Разом поднялись в воздух весла, струг со скрипом навалился бортом на причал, сноровистые молодцы отдали швартовые концы. Степан Халевин, хозяин струга, из самарских посадских, промышлявший рыбным торгом в Нижнем Новгороде, прикрикнул на работных, и они скоренько спустили сходни, подхватили скарб воеводы и бережно — кто знает, каков нравом новый хозяин города? — снесли до деревянного настила, где возница уже развернул сытых, вычищенных до блеска коней оглоблями к городу.
— Воевода-батюшка, я пошел следом за мужиками! Не скрали бы какого узла в толпе! Эвон сколь зевак встречь нам набежало! — засуетился Афонька и с бесценной корзиной ловко сбежал по сходням, закосолапил шаг в шаг за работными, которые вдвоем тащили кованый сундук с воеводской одежонкой, а впереди еще пятеро сносили к карете корзины и узлы…
Пропустив работных с багажом, навстречу воеводе от кареты проворно прошел приказной человек, в пяти шагах снял высокую шапку, поясно поклонился и, величаясь под сотнями любопытных глаз, представился:
— Дьяк самарской приказной избы Яков Васильев сын Брылев, — и руки потер, словно ему зябко вдруг стало.
Воевода Алфимов придирчиво оглядел своего будущего помощника — худощав, среднего роста, лицо как у истового пустынника со впалыми щеками, под глазами залегла синева; носит редкую длинную бородку и сивые усы. Светло-голубые глаза смотрели на воеводу внимательно и с почтением, без провинциального любопытства. На вид ему было не более сорока пяти лет, несмотря на раннюю седину.

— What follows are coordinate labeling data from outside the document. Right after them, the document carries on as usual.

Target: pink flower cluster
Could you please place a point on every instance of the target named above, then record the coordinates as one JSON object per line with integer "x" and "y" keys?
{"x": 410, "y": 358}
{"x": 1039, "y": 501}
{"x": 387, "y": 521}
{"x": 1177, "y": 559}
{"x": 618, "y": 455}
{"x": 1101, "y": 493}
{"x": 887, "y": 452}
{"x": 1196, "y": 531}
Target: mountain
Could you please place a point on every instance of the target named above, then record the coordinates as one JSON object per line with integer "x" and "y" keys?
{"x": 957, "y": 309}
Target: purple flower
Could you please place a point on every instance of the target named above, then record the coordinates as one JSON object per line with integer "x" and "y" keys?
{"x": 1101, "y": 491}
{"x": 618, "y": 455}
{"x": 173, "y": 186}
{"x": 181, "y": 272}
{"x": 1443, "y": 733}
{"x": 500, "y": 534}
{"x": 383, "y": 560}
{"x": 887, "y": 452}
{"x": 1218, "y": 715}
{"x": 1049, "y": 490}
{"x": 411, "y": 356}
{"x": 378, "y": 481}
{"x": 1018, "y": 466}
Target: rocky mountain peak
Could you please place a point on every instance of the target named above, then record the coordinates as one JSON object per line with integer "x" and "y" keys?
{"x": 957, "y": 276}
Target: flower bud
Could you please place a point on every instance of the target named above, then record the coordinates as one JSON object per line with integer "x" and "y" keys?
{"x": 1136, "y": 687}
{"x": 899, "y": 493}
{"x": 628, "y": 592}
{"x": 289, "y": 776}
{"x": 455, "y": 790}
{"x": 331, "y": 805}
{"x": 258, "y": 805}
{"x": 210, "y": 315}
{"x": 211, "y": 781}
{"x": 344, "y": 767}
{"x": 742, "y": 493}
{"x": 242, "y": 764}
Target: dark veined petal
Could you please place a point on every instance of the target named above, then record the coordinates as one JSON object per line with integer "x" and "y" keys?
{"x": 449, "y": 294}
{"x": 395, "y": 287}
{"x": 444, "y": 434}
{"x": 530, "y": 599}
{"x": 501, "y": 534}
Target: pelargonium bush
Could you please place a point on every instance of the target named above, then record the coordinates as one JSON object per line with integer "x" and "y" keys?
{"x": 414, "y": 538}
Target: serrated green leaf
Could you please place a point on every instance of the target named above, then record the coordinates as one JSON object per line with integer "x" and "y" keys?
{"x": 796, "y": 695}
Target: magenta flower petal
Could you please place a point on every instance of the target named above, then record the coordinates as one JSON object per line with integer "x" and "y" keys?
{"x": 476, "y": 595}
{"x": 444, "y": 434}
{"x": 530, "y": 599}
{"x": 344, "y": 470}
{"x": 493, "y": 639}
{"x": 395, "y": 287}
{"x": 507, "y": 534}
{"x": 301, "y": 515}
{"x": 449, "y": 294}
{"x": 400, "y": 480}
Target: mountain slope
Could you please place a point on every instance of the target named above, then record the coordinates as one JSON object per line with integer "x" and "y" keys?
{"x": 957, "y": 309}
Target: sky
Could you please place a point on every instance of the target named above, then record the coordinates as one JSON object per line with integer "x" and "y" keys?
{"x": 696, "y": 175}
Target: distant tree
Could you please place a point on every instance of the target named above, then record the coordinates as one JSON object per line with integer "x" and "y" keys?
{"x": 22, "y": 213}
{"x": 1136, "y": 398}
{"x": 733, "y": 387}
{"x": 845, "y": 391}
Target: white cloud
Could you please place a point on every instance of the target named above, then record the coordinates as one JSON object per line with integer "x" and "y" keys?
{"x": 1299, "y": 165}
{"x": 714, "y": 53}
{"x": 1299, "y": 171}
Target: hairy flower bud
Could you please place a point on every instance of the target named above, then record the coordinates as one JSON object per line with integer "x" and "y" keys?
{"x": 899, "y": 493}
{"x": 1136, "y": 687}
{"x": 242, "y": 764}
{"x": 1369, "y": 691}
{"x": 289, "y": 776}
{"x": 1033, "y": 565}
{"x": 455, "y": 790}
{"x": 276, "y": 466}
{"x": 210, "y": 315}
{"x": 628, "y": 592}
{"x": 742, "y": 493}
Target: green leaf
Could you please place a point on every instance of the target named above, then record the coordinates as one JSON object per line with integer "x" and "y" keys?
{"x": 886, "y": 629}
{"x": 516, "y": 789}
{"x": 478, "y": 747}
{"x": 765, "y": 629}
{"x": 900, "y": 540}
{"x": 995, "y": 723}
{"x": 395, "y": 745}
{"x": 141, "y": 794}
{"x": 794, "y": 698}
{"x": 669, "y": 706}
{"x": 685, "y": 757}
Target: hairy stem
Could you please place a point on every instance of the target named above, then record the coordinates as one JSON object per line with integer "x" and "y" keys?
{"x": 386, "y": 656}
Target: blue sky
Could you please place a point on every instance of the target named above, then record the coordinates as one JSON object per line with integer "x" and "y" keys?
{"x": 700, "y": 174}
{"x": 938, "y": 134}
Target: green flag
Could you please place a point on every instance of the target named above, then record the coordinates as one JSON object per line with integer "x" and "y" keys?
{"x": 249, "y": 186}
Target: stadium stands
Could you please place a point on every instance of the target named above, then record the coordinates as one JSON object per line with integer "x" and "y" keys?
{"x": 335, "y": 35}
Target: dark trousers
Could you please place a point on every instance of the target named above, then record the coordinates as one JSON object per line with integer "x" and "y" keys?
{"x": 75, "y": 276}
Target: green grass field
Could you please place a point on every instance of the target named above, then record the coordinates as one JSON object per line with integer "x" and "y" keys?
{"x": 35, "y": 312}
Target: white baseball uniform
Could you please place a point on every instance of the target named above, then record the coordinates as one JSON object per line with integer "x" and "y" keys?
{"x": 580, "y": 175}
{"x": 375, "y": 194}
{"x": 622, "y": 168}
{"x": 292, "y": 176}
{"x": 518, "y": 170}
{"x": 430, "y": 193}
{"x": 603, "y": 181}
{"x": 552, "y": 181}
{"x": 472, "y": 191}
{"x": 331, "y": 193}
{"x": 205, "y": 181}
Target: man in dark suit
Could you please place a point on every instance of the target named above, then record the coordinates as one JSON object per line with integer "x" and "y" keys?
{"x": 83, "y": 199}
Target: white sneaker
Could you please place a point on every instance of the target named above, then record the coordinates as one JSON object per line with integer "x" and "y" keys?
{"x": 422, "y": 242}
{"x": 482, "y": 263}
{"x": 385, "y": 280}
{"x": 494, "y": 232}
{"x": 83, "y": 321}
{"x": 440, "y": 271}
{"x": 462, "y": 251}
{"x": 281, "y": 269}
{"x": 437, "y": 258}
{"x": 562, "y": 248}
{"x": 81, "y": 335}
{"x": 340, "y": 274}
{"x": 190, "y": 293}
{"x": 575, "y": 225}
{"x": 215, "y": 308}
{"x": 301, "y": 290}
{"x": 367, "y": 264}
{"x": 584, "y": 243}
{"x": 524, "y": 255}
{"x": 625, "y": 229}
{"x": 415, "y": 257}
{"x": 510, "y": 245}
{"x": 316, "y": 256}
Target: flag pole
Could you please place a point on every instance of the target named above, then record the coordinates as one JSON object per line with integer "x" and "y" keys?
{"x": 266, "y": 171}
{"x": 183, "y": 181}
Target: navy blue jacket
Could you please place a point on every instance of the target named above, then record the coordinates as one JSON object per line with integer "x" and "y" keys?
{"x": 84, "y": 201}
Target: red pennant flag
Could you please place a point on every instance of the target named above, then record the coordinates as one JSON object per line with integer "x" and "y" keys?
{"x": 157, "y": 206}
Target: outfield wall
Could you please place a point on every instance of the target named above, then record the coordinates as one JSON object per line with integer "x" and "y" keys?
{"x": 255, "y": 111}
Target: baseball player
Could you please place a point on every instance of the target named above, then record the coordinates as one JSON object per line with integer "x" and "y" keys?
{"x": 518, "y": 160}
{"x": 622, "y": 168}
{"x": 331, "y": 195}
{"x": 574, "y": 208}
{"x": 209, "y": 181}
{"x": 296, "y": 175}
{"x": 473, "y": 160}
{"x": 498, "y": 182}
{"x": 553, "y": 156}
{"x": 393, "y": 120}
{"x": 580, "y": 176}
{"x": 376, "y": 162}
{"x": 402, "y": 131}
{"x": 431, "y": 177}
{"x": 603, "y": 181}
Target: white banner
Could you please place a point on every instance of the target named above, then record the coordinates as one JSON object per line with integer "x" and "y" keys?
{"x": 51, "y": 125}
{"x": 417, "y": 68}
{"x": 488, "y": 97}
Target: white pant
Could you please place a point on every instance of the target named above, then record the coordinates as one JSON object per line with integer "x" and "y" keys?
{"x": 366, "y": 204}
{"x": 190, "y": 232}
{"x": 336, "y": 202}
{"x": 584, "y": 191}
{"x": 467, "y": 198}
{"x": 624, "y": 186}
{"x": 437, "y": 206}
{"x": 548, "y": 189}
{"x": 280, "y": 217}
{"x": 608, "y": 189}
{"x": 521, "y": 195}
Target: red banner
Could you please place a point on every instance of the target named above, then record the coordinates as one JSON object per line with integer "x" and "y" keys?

Иван Назарович легким поклоном головы приветствовал брыластого[86] — не отсюда ли и прозвище в его роду укоренилось? — дьяка. Разглядел на левом безымянном пальце дешевенькое из серебра колечко с фальшивым, под рубин, камешком, усмехнулся: «Ишь, украсился! Хотя бы перед воеводой не срамился!» — но не сказал по этому поводу ни слова, махнул рукой дьяку, чтобы уступил дорогу, и пошел впереди, к карете, где Афонька на задке размещал багаж.
— Для житья мы подготовили тебе, государь-воевода, светлый терем, рядышком с приказной избой, — говорил за спиной воеводы приказной дьяк. — В тереме до недавнего времени проживал прежде бывший на Самаре воеводой князь Щербатов. А коль вашей милости будет желание себе новый и просторный терем срубить, так срубим спешно, как только облюбуете себе местечко, в кремле альбо на посаде.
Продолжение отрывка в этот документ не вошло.